Abstract:
There is increasing awareness of an association between the uptake of the HIV integrase inhibitor,
dolutegravir, in first-line antiretroviral regimens with unusual weight gain and development
of the metabolic syndrome, particularly in African women. Although seemingly unexplored, the development
of systemic inflammation linked to the putative pro-inflammatory activity of dolutegravir
represents a plausible pathophysiological mechanism of this unusual weight gain. This possibility
was explored in the current study undertaken to investigate the effects of dolutegravir (2.5–20 g/mL)
on several pro-inflammatory activities of neutrophils isolated from the blood of healthy, adult humans.

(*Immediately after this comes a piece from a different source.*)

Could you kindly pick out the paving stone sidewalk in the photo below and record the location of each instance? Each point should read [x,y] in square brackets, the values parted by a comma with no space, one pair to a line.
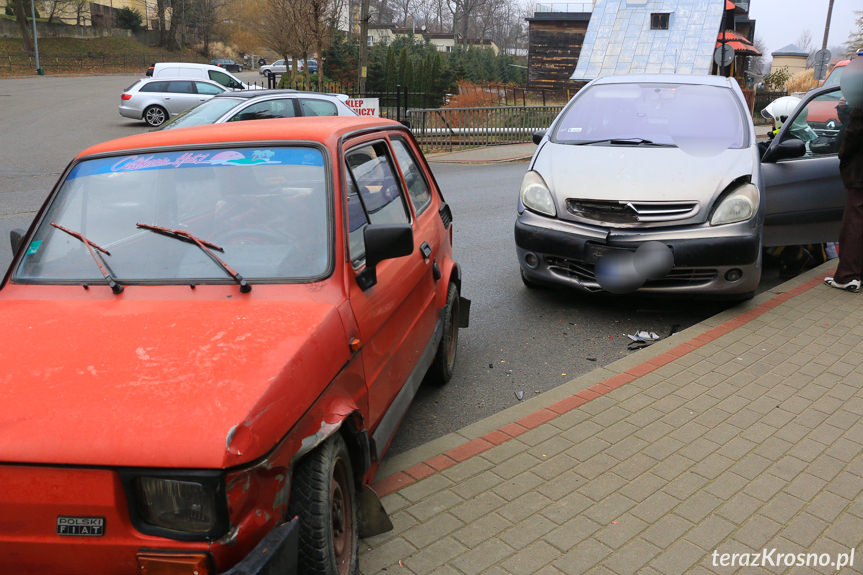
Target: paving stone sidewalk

These activities included the generation of reactive oxygen species (ROS), degranulation (elastase
release) and alterations in the concentrations of cytosolic Ca2+ using chemiluminescence, spectrophotometric
and fluorimetric procedures, respectively. Exposure of neutrophils to dolutegravir alone
resulted in the abrupt, dose-related, and significant (p < 0.0039–p < 0.0022) generation of ROS that
was attenuated by the inclusion of the Ca2+-chelating agent, EGTA, or inhibitors of NADPH oxidase
(diphenyleneiodonium chloride, DPI), phospholipase C (U733122), myeloperoxidase (sodium azide)

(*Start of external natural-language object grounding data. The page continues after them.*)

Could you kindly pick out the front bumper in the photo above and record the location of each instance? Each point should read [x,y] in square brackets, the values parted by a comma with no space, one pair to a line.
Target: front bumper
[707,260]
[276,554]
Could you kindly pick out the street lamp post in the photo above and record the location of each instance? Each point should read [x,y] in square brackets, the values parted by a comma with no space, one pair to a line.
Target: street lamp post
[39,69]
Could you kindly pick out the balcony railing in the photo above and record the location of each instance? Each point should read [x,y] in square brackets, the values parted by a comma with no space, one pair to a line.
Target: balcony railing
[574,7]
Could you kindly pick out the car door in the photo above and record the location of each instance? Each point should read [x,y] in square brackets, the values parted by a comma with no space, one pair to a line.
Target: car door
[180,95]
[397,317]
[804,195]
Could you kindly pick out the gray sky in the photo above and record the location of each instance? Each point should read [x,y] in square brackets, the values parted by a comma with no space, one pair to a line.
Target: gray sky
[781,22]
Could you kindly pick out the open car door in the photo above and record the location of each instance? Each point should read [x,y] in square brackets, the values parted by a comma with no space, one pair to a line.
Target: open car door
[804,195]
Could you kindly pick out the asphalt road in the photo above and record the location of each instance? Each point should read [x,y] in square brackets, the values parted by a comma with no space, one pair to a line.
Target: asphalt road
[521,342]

and phosphoinositol-3-kinase (wortmannin). In addition, exposure to dolutegravir augmented the
release of elastase by stimulus-activated neutrophils. These pro-inflammatory effects of dolutegravir
on neutrophils were associated with significant, rapid, and sustained increases in the concentrations
of cytosolic Ca2+ that appeared to originate from the extracellular compartment, seemingly consistent
with an ionophore-like property of dolutegravir. These findings are preliminary and necessitate
verification in the clinical setting of HIV infection. Nevertheless, given the complex link between
inflammation and obesity, these pro-inflammatory interactions of dolutegravir with neutrophils may
contribute to unexplained weight gain, possibly via the development of insulin resistance.